As a solution to this problem, methane wells in these coal beds — coal bed methane (CBM) — is attractive as a bridge away from fossil fuels. The problem is that CBM production wells often have limited lifespans.
“The challenge to coal bed methane production is that creating wells is very expensive and the well may run dry in a month,” Lloyd said. “We don’t know why. Producers add more microbes or more nutrition (for the microbes), but that only works if those are the limiting factors, not if the coal itself is the limiting factor.”
Lloyd was originally looking at the abundance of methoxyl groups in living or recently dead trees when he consulted his colleague Elizabeth Trembath-Reichert, who was working on microbes that consume methyl groups in coal. After they confirmed, using two methods, that the observations were real, Lloyd started looking for the same thing in coal from around the world.
Methoxyl groups in coal are turned into methane, but how methane forms from coal is poorly understood, according to the researchers. To better understand this process, they looked at stable isotopes of carbon in the methoxyl groups left behind.
Stable isotopes are the non-radioactive forms of an element that contain a varying number of neutrons in their nucleus. The isotopes of carbon that contain 12 and 13 neutrons are nearly identical, except that carbon 13, while less abundant in nature, is slightly heavier. Lloyd explained that biological organisms will generally prefer one isotope to the other so that what is left behind in the source will differ from the percentages of the isotopes normally found.
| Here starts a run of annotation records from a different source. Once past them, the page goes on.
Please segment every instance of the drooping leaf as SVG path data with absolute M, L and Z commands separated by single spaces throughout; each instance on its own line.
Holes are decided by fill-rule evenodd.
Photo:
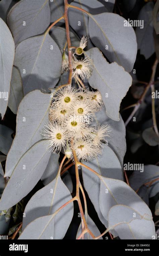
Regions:
M 88 227 L 89 229 L 93 233 L 95 236 L 98 236 L 100 235 L 101 233 L 95 224 L 94 222 L 92 220 L 91 218 L 89 216 L 87 213 L 85 214 L 85 217 L 86 221 L 88 225 Z M 77 239 L 80 236 L 82 232 L 82 225 L 81 223 L 80 225 L 80 226 L 78 230 L 78 232 L 76 235 L 76 238 Z M 92 239 L 93 238 L 89 233 L 86 233 L 84 235 L 84 239 L 85 240 Z M 102 237 L 100 237 L 99 239 L 102 239 Z
M 15 115 L 23 96 L 23 89 L 20 75 L 17 69 L 13 67 L 8 105 L 12 112 Z
M 154 4 L 151 2 L 147 3 L 142 8 L 138 19 L 139 21 L 143 21 L 144 27 L 141 28 L 138 26 L 135 30 L 138 49 L 140 50 L 140 54 L 143 54 L 146 59 L 151 56 L 155 51 L 152 21 L 153 7 Z
M 142 136 L 145 142 L 150 146 L 156 146 L 159 144 L 158 136 L 152 127 L 145 129 L 142 134 Z
M 90 15 L 89 30 L 93 43 L 110 61 L 116 62 L 130 72 L 136 59 L 137 45 L 134 29 L 124 26 L 125 21 L 115 13 Z
M 21 0 L 11 9 L 7 22 L 16 45 L 25 39 L 42 34 L 50 22 L 48 0 Z
M 153 11 L 153 24 L 156 33 L 159 34 L 159 1 L 157 0 Z
M 137 0 L 123 0 L 123 2 L 126 10 L 127 11 L 130 11 L 134 7 L 136 3 Z
M 76 0 L 71 5 L 82 8 L 92 14 L 100 13 L 107 11 L 103 4 L 97 0 Z M 80 38 L 84 35 L 89 36 L 88 15 L 86 13 L 74 8 L 68 10 L 69 24 Z M 88 43 L 88 48 L 93 47 L 90 39 Z
M 0 2 L 0 18 L 5 22 L 8 9 L 14 4 L 12 0 L 1 0 Z
M 109 137 L 107 138 L 108 146 L 114 151 L 118 157 L 121 166 L 126 152 L 126 145 L 125 139 L 125 127 L 122 118 L 119 114 L 120 121 L 118 122 L 109 118 L 106 115 L 105 108 L 95 114 L 95 121 L 93 124 L 109 125 Z M 116 143 L 116 141 L 118 143 Z
M 41 178 L 45 185 L 51 182 L 56 177 L 59 168 L 58 159 L 59 154 L 57 153 L 51 154 L 46 168 Z
M 16 118 L 16 134 L 6 162 L 5 177 L 10 177 L 20 157 L 42 138 L 40 133 L 49 121 L 50 94 L 36 90 L 20 104 Z
M 15 46 L 10 31 L 1 18 L 0 31 L 0 113 L 3 119 L 9 95 Z
M 93 60 L 89 80 L 90 86 L 101 93 L 107 115 L 119 121 L 120 105 L 131 85 L 131 77 L 117 63 L 109 64 L 98 48 L 91 49 L 85 54 Z
M 16 49 L 14 65 L 20 71 L 24 95 L 36 89 L 48 92 L 60 76 L 61 54 L 53 39 L 45 34 L 21 42 Z
M 62 52 L 67 41 L 66 30 L 60 27 L 53 27 L 50 30 L 50 34 Z M 71 45 L 76 47 L 79 46 L 80 42 L 77 37 L 71 31 L 70 35 Z
M 156 204 L 155 214 L 155 215 L 159 215 L 159 200 Z
M 105 0 L 98 0 L 101 3 L 104 4 L 108 11 L 112 12 L 115 0 L 109 0 L 106 1 Z
M 49 215 L 36 219 L 27 226 L 18 239 L 54 239 L 55 218 Z
M 38 141 L 21 157 L 2 196 L 1 210 L 8 209 L 19 202 L 40 179 L 51 154 L 47 150 L 46 142 L 46 140 Z
M 64 13 L 64 1 L 63 0 L 53 0 L 49 1 L 51 10 L 51 22 L 54 22 L 62 17 Z M 59 22 L 63 23 L 64 20 Z
M 36 219 L 53 214 L 72 198 L 59 173 L 53 181 L 37 192 L 29 201 L 24 211 L 26 217 L 23 218 L 23 230 Z M 73 202 L 68 204 L 58 213 L 55 218 L 54 239 L 63 238 L 73 214 Z
M 105 146 L 102 154 L 98 159 L 84 162 L 85 164 L 101 175 L 109 178 L 122 180 L 121 167 L 117 156 L 111 149 Z M 84 186 L 92 202 L 101 221 L 106 226 L 107 221 L 104 219 L 100 210 L 99 197 L 100 181 L 98 177 L 91 171 L 82 167 L 82 177 Z
M 12 130 L 5 125 L 0 124 L 0 151 L 7 155 L 13 141 L 11 135 Z
M 139 211 L 126 205 L 112 207 L 108 220 L 109 227 L 114 226 L 120 239 L 151 239 L 155 234 L 152 216 L 146 213 L 142 216 Z

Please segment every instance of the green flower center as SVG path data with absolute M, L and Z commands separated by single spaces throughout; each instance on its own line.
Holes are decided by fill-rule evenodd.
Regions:
M 82 114 L 82 113 L 83 113 L 83 108 L 82 108 L 81 107 L 80 107 L 80 108 L 78 108 L 78 112 L 79 114 Z
M 78 98 L 80 100 L 83 100 L 83 97 L 81 95 L 78 96 Z
M 66 97 L 66 98 L 65 98 L 65 99 L 64 99 L 64 101 L 66 102 L 66 103 L 68 103 L 68 102 L 69 102 L 70 100 L 71 99 L 69 97 Z
M 61 133 L 57 133 L 56 134 L 56 138 L 58 139 L 60 139 L 61 138 L 62 135 Z
M 79 47 L 76 49 L 76 52 L 78 54 L 82 54 L 83 53 L 83 49 L 82 48 Z
M 65 109 L 63 109 L 63 110 L 61 110 L 60 112 L 61 114 L 64 115 L 66 113 L 66 111 Z
M 78 149 L 80 149 L 81 150 L 82 150 L 82 149 L 84 148 L 84 145 L 80 145 L 78 147 Z
M 82 65 L 81 64 L 80 64 L 79 65 L 77 65 L 76 67 L 76 68 L 77 69 L 81 69 L 82 67 Z
M 72 126 L 75 126 L 77 125 L 77 123 L 75 121 L 73 121 L 71 122 L 71 124 Z

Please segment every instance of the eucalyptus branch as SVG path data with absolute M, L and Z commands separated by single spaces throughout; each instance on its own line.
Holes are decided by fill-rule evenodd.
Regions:
M 152 72 L 150 82 L 146 87 L 145 91 L 141 97 L 140 98 L 140 99 L 138 100 L 137 103 L 136 104 L 134 109 L 125 122 L 125 126 L 126 126 L 126 125 L 128 124 L 130 120 L 133 117 L 135 113 L 139 108 L 141 103 L 144 101 L 145 96 L 150 88 L 152 86 L 152 85 L 153 85 L 154 84 L 155 76 L 158 63 L 158 60 L 157 59 L 156 59 L 152 67 Z

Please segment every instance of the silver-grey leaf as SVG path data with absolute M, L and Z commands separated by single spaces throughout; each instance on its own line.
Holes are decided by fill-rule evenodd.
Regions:
M 63 0 L 53 0 L 49 1 L 51 10 L 51 22 L 54 22 L 62 17 L 64 13 L 64 1 Z M 64 20 L 60 23 L 64 23 Z
M 91 1 L 90 0 L 76 0 L 71 3 L 71 5 L 82 8 L 92 14 L 107 11 L 103 5 L 97 0 L 91 0 Z M 69 8 L 68 19 L 70 25 L 80 38 L 84 35 L 89 36 L 89 17 L 87 14 L 74 8 Z M 90 49 L 93 47 L 93 44 L 89 39 L 87 47 Z
M 23 230 L 36 219 L 53 214 L 72 198 L 70 192 L 59 173 L 53 181 L 37 192 L 29 201 L 24 210 L 26 217 L 23 218 Z M 73 202 L 68 204 L 59 212 L 55 221 L 54 239 L 63 238 L 73 214 Z
M 20 157 L 42 138 L 40 133 L 49 121 L 50 94 L 36 90 L 26 95 L 20 104 L 16 118 L 16 134 L 9 152 L 5 177 L 10 177 Z
M 14 43 L 9 29 L 0 18 L 0 113 L 3 118 L 7 109 L 14 57 Z
M 17 69 L 13 67 L 8 105 L 15 115 L 23 96 L 23 89 L 20 75 Z
M 11 135 L 12 130 L 5 125 L 0 124 L 0 151 L 7 155 L 13 141 Z
M 20 71 L 24 95 L 36 89 L 48 92 L 48 89 L 53 88 L 60 77 L 61 54 L 53 39 L 45 34 L 18 44 L 14 65 Z
M 58 159 L 59 155 L 57 153 L 51 154 L 46 168 L 41 180 L 45 186 L 51 182 L 56 177 L 59 168 Z
M 91 15 L 89 30 L 93 43 L 110 62 L 117 62 L 130 72 L 136 59 L 137 45 L 134 29 L 124 27 L 125 20 L 117 14 L 108 12 Z
M 143 21 L 144 27 L 141 28 L 140 27 L 137 27 L 135 30 L 138 49 L 140 50 L 140 54 L 143 54 L 146 59 L 148 59 L 155 52 L 152 21 L 153 8 L 153 3 L 150 2 L 143 7 L 138 19 L 139 21 Z
M 16 45 L 25 39 L 42 34 L 50 22 L 48 0 L 21 0 L 10 10 L 7 22 Z
M 159 167 L 150 164 L 144 165 L 144 171 L 135 171 L 129 178 L 130 184 L 136 191 L 145 183 L 150 181 L 159 176 Z
M 101 93 L 107 115 L 119 121 L 120 103 L 131 85 L 131 77 L 117 63 L 109 64 L 97 48 L 89 50 L 85 54 L 94 62 L 89 80 L 90 86 Z
M 71 176 L 69 172 L 66 173 L 66 175 L 64 175 L 64 177 L 62 176 L 62 179 L 64 184 L 65 185 L 67 188 L 69 190 L 71 193 L 72 193 L 73 191 L 73 183 L 71 179 Z
M 27 226 L 18 239 L 54 239 L 55 217 L 52 215 L 37 219 Z
M 46 140 L 38 141 L 27 151 L 16 165 L 0 201 L 0 209 L 8 209 L 34 187 L 43 173 L 51 154 Z
M 125 205 L 115 205 L 109 213 L 109 227 L 114 226 L 120 239 L 151 239 L 155 234 L 155 226 L 152 217 L 147 217 Z
M 85 164 L 105 177 L 123 179 L 121 167 L 115 154 L 108 146 L 105 146 L 102 154 L 92 161 L 85 162 Z M 100 181 L 99 178 L 90 171 L 88 171 L 82 167 L 82 177 L 84 186 L 92 202 L 101 221 L 106 226 L 108 225 L 101 212 L 99 197 Z
M 101 234 L 100 232 L 98 229 L 98 228 L 97 227 L 97 226 L 95 224 L 94 222 L 92 220 L 90 216 L 88 215 L 87 213 L 85 213 L 85 217 L 86 221 L 88 225 L 88 227 L 91 231 L 93 233 L 93 234 L 95 236 L 98 236 L 99 235 L 100 235 Z M 76 235 L 76 239 L 80 236 L 82 232 L 82 225 L 81 223 L 78 229 L 78 232 Z M 85 240 L 88 239 L 93 239 L 93 238 L 91 235 L 88 233 L 85 234 L 84 235 L 84 239 Z M 102 237 L 100 237 L 99 239 L 103 239 Z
He and his colleagues, thus, looked at methoxyl groups in everything from wood to bituminous coal and noticed that the profile of isotopes did not match what would be found if the creation of methane had occurred due to heat, acidity or catalytic reactions, but they did match the patterns expected from microbial action.
“It turns out that aerobic microbes are great at degrading the rings in coal, but anaerobic microbes have no good way to take apart the rings,” Lloyd said. “So, one of the only things left for the anaerobes to do is cut off the methoxyl portions.”
These freed methoxyl groups are then converted to methane. But, once all the available methoxyl radicals are sheared from the rings, the microbes cannot get to anything else and the reaction stops and the well runs dry.
“The really interesting thing is that these microbes are releasing enzymes to cut off the methoxyl,” the scientist said. “They are degrading the structure extracellularly, which is limiting because coal is not a solution and the microbe can’t easily get everywhere in the coal structure.”
According to Lloyd and his colleagues, the depletion of methoxyl groups in coal over time points to the coal itself being the limiting factor in methane production. So, adding more microbes or nutrients will not produce more methane and another approach would be necessary.